Op Replacement in TPU-MLIR#
4. Principles of Acceleration#
The previous section discussed quantization, which achieved a reduction in storage space. However, the acceleration primarily relies on the implementation of the W8A16MatMul backend operator. If you are not familiar with the TPU architecture, you can refer to TPU Principles Introduction (Part 1) and TPU Principles Introduction (Part 2). According to the current TPU architecture, the computation process for W8A16 mainly consists of five steps as shown in the figure below:
W8A16Matmul Computation on TPU#
Due to the limited space in Local Memory, large data typically needs to be divided.Loading, computation, and storage are performed in batches. In order to improve efficiency, we often use the parallelism of GDMA and BDC instructions to perform data transfer and calculation at the same time.
Therefore, the Local Memory is generally divided into two regions within the same loop: one region is used for data computation, while the other stores the results calculated in the previous loop and loads the data required for the next loop, as shown in the figure below.
Local Memory Partition#
The equation of matrix multiplication:
$$
𝑌_{𝑟𝑜𝑤×𝑐𝑜𝑙}=𝐿_{𝒓𝒐𝒘×𝑖𝑛𝑛𝑒𝑟}×𝑅_{𝑖𝑛𝑛𝑒𝑟×𝒄𝒐𝒍}
$$
When the amount of data in the L matrix is small, the performance bottleneck mainly lies in the data loading of the R matrix, that is, the data loading time is much longer than the computation time. W8A16 can reduce the total amount of data transfer of the R matrix to half. In addition to the additional Cast and Scale operations, they can all be covered by data transfer, so it will not affect the overall running time, as shown in the figure below.
GDMA and BDC parallel#
In summary, when $L_{row}$ is smaller and $R_{col}$ is larger, the performance improvement benefits from W8A16 are greater.
From the perspective of LLM, taking ChatGLM2 as an example, a complete inference process is divided into one prefill round and multiple decode rounds. In the prefill phase, based on our current static graph approach, input vectors are padded to the maximum text length supported by the current model (e.g., 512, 1024, 2048).
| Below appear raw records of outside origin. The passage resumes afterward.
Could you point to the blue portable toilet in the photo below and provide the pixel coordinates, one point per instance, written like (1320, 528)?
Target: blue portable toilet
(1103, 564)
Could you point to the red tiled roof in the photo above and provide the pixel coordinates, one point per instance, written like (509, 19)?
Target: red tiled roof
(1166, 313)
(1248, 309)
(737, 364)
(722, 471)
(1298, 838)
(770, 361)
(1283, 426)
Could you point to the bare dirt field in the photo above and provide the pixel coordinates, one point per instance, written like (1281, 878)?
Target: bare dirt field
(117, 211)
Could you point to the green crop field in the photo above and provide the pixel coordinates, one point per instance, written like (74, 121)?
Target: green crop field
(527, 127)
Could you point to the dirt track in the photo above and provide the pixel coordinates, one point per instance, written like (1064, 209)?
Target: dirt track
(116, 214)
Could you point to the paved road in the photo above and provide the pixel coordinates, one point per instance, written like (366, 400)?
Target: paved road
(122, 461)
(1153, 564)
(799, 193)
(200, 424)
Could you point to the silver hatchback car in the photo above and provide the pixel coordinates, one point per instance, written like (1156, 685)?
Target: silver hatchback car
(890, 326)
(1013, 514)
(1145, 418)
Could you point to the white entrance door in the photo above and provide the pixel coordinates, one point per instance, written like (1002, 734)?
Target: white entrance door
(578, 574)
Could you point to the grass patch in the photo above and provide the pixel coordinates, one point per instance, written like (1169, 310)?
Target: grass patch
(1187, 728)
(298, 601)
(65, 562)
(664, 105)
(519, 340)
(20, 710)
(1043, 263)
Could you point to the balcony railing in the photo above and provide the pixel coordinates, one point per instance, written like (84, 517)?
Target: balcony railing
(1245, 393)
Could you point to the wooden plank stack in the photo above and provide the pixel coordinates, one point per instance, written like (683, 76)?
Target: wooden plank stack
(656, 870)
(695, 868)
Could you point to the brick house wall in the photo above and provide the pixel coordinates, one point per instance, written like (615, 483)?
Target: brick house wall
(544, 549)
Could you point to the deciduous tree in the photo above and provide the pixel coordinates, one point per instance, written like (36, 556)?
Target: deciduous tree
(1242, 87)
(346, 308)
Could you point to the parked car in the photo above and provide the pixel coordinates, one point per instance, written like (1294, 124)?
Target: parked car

In the decode phase, only one token generated in the previous round is taken as input, so the input size remains fixed.
ChatGLM2 Inference#
Therefore, as max_length becomes longer, GLMBlocks receive larger input data volumes, and the $L_{row}$ of the Linear Layer also becomes larger. This can lead to less performance improvements from W8A16. However, in the decode phase, since $L_{row}$ remains at 1, W8A16 can bring a significant performance boost.
MatMuls in ChatGLM2 prefill and decode phase#
5. Showcase#
After applying W8A16 quantization to ChatGLM2-6B, the overall performance is as follows:
- Speed: The answer generation is 70% faster.
- Accuracy: While there are slight differences in answers compared to F16, answer correctness is still guaranteed.
- Model Size: Reduced from 12GB to 6.4GB.